The judge also let stand two wounded students' claims of being mistreated by responding officers but dismissed the rest of their case.
Motions to dismiss are still pending for plaintiffs' claims involving several additional Columbine defendants, including various companies involved in marketing Doom and other violent video games and movies, as well as the Tanner Gun Show and two sellers at the show who sold weapons to Robyn Anderson, a classmate who purchased guns for Klebold and Harris. Another lawsuit targeting the manufacturer of Luvox, the mood-altering prescription drug Harris was taking, is still at an early stage.
Anderson and several other tangential defendants have already reached settlements with the Columbine families.
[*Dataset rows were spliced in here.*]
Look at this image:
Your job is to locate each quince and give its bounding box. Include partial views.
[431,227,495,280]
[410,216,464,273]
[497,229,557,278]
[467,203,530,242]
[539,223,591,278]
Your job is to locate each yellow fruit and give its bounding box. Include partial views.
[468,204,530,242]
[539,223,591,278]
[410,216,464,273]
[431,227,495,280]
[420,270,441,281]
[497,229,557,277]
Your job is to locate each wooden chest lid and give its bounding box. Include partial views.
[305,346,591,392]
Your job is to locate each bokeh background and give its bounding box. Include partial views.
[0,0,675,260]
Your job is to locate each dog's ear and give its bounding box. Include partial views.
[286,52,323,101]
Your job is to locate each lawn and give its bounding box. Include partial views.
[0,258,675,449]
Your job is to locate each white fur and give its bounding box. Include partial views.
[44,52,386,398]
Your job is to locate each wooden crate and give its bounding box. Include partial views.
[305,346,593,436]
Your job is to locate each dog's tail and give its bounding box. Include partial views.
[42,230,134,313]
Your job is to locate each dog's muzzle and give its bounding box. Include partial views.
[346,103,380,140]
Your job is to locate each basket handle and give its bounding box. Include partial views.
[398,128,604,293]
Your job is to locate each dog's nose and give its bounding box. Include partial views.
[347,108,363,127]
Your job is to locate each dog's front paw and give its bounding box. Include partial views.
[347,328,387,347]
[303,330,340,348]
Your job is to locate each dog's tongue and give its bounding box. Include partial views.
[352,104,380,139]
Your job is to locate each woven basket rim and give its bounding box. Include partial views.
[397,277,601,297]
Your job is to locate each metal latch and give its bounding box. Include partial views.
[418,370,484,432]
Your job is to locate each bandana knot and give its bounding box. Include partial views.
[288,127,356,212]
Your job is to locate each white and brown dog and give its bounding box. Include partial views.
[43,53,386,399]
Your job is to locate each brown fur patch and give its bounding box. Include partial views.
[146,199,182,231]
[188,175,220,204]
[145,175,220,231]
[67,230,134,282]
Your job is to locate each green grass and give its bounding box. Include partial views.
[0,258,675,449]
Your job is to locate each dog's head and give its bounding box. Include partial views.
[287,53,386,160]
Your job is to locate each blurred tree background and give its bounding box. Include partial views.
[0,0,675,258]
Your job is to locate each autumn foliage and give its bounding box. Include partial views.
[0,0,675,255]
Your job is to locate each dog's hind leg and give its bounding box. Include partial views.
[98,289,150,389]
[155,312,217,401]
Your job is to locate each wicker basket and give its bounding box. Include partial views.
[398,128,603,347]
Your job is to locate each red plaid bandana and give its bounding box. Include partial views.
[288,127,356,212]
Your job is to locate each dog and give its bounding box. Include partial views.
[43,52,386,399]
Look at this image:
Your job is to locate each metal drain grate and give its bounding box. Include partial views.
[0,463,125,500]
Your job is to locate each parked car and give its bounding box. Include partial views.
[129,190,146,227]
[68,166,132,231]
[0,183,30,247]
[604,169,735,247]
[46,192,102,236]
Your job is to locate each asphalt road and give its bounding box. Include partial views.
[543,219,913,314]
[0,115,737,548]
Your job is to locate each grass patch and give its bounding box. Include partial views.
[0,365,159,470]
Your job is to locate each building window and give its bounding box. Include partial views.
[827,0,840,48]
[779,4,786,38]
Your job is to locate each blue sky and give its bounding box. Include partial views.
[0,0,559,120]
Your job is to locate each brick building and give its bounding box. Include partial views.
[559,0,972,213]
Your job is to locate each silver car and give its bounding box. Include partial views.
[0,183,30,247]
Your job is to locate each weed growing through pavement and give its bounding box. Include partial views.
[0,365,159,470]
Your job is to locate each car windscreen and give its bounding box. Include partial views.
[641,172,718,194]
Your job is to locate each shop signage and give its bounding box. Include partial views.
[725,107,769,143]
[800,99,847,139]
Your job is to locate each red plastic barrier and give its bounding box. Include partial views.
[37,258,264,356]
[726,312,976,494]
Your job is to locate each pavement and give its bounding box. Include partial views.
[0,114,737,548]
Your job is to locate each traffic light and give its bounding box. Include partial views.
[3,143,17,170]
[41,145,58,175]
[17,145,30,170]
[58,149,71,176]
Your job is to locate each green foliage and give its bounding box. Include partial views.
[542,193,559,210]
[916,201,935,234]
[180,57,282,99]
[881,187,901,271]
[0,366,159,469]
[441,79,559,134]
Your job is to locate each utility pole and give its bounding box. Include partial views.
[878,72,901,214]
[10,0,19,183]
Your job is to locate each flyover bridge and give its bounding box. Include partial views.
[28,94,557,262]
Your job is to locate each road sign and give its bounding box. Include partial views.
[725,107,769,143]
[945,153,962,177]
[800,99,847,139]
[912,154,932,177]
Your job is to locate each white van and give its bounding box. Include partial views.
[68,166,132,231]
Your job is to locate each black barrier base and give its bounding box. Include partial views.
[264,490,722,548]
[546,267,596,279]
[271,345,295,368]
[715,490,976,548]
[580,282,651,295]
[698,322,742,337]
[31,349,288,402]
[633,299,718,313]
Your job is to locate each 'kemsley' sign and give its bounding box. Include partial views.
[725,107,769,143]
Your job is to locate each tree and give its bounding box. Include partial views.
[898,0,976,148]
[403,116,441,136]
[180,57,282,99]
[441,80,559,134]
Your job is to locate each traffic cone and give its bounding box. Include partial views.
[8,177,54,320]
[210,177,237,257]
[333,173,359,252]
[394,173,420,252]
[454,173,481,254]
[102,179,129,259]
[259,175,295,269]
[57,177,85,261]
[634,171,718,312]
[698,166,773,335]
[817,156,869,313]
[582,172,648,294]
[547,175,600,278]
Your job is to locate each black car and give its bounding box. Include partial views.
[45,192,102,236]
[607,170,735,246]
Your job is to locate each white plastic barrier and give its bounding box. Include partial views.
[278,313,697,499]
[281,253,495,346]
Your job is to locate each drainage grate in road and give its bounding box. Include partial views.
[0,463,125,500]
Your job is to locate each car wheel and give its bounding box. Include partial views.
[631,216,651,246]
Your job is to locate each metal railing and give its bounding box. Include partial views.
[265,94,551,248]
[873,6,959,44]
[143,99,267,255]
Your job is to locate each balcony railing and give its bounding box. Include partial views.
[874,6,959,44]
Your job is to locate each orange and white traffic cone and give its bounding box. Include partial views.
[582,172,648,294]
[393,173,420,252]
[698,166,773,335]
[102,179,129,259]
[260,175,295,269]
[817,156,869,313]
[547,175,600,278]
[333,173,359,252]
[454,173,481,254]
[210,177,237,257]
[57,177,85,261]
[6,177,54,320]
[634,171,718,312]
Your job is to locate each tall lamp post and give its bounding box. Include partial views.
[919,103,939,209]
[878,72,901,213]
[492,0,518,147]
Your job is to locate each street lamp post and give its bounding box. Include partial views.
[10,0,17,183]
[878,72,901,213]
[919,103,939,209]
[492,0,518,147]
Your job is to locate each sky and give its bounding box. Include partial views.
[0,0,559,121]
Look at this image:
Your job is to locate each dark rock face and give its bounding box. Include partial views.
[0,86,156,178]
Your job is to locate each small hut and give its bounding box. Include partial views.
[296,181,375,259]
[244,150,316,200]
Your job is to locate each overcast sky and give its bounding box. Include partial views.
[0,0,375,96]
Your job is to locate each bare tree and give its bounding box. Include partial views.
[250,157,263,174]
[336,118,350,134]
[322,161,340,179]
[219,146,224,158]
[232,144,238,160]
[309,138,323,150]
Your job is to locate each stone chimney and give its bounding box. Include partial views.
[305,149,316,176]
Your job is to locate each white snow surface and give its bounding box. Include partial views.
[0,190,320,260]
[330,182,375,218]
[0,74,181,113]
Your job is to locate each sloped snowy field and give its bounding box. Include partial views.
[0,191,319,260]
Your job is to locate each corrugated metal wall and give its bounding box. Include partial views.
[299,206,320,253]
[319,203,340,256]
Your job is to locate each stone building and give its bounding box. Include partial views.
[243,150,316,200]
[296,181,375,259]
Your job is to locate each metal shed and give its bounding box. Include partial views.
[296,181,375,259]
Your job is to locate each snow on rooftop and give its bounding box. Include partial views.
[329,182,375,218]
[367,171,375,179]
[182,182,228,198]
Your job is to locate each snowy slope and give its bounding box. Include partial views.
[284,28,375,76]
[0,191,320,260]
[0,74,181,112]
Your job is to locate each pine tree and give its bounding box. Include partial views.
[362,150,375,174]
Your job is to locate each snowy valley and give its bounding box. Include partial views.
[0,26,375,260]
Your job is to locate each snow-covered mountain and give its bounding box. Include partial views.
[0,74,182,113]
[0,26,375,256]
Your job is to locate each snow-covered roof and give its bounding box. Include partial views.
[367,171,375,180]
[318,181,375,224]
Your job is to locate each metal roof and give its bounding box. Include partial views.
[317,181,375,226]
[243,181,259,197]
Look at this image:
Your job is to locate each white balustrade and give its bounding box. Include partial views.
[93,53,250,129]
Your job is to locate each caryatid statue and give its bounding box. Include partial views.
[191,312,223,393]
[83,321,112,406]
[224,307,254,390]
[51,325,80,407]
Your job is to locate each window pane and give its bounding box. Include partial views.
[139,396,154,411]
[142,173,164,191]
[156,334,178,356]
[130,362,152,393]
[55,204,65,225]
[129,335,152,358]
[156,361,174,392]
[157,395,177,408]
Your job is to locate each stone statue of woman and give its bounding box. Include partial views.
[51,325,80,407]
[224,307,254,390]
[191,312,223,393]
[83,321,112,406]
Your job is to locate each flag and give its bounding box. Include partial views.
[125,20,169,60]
The parents of Klebold and Harris have settled with some of the plaintiffs but not others.
But what police knew about the two teenagers prior to the attack and how they responded to the evolving crisis remain key questions about the tragedy. Although some of the families may appeal Babcock's ruling, several say their best hope of learning more about the police command decisions now rests with the Sanders case. Others say they may press Jefferson County District Attorney Dave Thomas to consider convening a grand jury.
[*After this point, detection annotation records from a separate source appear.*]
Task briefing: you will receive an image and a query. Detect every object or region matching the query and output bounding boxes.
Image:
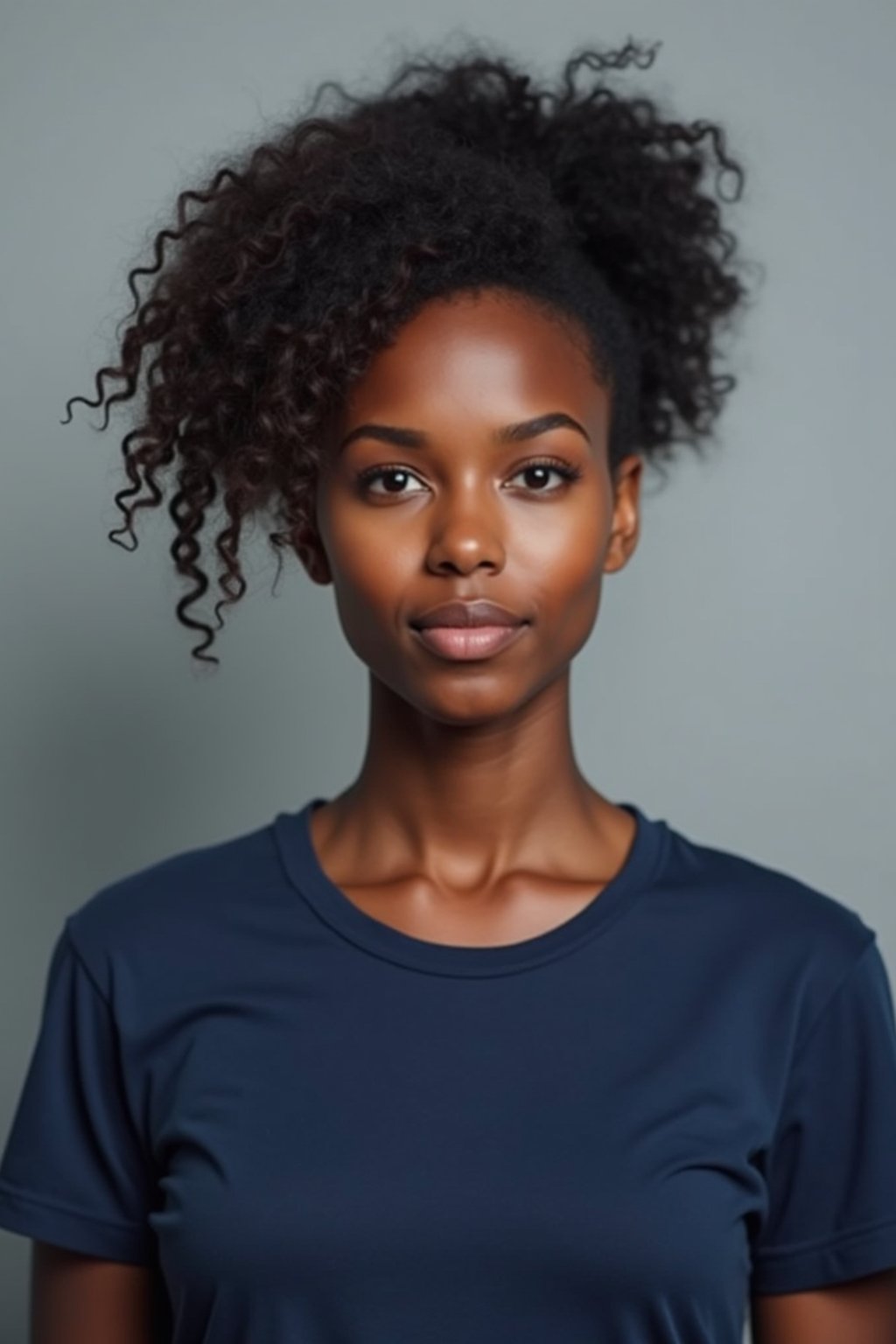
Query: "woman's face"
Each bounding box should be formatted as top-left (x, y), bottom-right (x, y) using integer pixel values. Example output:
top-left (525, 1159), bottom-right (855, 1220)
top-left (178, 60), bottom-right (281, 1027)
top-left (298, 290), bottom-right (642, 724)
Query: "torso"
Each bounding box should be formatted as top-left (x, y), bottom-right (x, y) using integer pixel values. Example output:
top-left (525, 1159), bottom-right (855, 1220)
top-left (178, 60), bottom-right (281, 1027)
top-left (311, 805), bottom-right (635, 948)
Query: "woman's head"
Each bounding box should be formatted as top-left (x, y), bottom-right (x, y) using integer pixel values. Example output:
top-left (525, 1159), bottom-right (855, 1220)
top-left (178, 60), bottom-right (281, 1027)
top-left (66, 43), bottom-right (746, 662)
top-left (312, 289), bottom-right (642, 725)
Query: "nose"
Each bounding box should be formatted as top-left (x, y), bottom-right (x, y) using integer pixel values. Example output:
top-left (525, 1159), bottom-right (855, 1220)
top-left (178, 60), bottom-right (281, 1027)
top-left (427, 489), bottom-right (504, 572)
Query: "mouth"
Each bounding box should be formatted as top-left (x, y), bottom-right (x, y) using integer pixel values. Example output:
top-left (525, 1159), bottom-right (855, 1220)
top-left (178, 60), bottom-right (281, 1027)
top-left (411, 621), bottom-right (529, 662)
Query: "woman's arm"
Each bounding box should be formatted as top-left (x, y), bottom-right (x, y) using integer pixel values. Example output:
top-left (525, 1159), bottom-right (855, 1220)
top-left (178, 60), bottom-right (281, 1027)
top-left (751, 1269), bottom-right (896, 1344)
top-left (31, 1241), bottom-right (168, 1344)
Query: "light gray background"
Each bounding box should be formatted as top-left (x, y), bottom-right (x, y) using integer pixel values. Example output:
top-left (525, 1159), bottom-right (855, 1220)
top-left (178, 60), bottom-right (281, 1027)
top-left (0, 0), bottom-right (896, 1340)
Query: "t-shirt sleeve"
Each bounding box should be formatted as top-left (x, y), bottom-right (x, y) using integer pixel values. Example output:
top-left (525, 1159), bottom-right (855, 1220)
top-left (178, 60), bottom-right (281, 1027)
top-left (0, 920), bottom-right (153, 1264)
top-left (751, 937), bottom-right (896, 1293)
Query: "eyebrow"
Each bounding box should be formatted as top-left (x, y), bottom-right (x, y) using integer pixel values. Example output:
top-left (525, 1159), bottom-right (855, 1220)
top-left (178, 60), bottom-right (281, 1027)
top-left (339, 411), bottom-right (592, 453)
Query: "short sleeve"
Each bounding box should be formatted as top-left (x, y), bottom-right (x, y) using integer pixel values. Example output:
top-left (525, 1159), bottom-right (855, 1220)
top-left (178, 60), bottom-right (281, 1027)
top-left (0, 922), bottom-right (153, 1264)
top-left (751, 937), bottom-right (896, 1293)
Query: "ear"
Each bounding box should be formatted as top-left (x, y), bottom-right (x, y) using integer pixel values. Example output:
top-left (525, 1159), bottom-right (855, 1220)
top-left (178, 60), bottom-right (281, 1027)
top-left (293, 524), bottom-right (333, 584)
top-left (603, 454), bottom-right (643, 574)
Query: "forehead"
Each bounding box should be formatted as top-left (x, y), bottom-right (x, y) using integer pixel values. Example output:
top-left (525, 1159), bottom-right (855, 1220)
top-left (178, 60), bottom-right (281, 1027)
top-left (340, 290), bottom-right (607, 418)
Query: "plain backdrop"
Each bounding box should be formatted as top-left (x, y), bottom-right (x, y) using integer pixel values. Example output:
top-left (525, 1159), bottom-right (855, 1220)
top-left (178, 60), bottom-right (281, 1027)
top-left (0, 0), bottom-right (896, 1340)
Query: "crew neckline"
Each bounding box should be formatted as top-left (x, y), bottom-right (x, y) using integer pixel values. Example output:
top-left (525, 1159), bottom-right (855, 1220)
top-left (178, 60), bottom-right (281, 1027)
top-left (271, 797), bottom-right (669, 976)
Brian Rohrbough, whose lawsuit alleged that his son Dan was killed by a police officer, says his efforts to present a viable case to Babcock were severely hampered by official stonewalling. Because he didn't have enough specific information concerning the circumstances of his son's death, he says, he's been denied the opportunity to conduct the kind of legal discovery that could provide such information. "It's a catch-22," he says.
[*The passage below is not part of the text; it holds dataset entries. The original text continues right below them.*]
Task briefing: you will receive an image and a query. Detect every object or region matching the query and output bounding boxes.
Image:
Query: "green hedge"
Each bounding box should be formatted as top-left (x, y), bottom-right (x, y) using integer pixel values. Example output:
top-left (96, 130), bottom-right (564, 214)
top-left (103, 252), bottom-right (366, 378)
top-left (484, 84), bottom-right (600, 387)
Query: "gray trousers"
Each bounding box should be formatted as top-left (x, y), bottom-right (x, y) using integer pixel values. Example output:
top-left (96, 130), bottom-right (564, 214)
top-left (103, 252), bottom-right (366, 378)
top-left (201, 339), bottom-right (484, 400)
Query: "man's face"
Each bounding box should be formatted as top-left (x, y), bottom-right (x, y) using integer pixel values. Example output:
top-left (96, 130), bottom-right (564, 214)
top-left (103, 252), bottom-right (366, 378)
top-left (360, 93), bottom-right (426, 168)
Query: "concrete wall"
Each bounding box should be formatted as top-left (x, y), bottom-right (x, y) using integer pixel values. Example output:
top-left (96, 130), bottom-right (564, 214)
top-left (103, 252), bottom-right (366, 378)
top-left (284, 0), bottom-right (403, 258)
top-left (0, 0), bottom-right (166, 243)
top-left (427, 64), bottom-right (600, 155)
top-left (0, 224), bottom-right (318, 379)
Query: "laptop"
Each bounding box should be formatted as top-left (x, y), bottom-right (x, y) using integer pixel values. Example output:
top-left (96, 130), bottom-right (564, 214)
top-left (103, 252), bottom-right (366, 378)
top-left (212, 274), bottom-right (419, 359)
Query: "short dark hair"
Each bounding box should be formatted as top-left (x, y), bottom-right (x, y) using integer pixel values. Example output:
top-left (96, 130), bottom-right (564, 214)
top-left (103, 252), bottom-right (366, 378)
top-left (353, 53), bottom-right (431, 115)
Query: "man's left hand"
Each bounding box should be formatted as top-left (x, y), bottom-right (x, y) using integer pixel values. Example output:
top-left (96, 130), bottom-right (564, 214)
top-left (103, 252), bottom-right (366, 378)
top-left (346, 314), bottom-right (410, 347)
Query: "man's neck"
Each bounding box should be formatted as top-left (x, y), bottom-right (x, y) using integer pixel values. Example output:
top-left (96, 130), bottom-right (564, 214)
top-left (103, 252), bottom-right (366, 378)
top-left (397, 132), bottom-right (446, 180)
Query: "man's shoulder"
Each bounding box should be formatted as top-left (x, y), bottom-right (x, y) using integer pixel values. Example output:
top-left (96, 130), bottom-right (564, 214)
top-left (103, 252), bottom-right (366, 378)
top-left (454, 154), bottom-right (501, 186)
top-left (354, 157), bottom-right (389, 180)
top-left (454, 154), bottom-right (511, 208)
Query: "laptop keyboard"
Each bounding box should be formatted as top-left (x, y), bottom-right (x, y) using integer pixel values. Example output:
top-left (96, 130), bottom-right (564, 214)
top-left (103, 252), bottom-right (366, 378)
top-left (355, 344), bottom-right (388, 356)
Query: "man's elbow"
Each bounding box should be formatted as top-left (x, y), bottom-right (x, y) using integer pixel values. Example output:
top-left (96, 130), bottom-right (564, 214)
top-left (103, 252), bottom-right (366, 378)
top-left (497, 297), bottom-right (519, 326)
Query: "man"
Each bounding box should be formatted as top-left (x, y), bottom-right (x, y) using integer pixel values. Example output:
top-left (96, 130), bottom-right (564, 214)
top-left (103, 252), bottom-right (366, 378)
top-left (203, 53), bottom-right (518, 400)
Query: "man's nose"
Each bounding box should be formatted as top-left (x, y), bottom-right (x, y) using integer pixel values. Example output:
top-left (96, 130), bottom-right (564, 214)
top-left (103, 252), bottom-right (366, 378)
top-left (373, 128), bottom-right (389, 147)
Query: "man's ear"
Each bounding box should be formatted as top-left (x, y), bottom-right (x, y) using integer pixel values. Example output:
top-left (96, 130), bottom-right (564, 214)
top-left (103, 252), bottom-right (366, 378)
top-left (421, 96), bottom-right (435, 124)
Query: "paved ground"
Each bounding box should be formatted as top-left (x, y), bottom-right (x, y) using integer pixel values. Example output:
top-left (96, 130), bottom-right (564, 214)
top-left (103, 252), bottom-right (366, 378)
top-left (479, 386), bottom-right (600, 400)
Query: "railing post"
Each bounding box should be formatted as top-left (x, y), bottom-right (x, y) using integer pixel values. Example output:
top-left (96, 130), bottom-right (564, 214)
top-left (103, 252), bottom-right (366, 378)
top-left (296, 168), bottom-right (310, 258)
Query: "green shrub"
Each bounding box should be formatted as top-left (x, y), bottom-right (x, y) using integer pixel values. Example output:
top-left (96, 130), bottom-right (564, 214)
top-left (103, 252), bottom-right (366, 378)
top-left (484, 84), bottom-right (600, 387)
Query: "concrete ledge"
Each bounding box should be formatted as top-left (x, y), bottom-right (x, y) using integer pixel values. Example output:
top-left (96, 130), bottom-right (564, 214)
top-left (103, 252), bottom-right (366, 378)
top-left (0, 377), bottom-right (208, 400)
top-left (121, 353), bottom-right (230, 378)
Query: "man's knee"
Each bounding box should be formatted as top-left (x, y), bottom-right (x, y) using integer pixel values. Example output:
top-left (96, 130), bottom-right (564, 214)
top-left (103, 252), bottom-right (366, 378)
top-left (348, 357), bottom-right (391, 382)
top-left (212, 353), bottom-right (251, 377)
It's only in the last few months, Rohrbough notes, that the sheriff's office has released detailed ballistics data indicating that police cover fire may have endangered students; the reports also show an unidentified bullet in the backpack of Corey DePooter, one of the students killed in the library ("Back to School," October 25). In addition, as the Rocky Mountain News recently reported, three bullets fired by first responding officer Neil Gardner were found in the library -- despite Gardner's official statement that he did not fire in that direction.
Dale Todd says he discussed Gardner's shots into the library months ago with Kate Battan, the Jeffco investigator heading up the Columbine probe. Battan told him she'd questioned Gardner about it. "She expressly told me that he aimed above [the gunmen's] heads, which drove them away from the windows and back to killing kids inside," he says.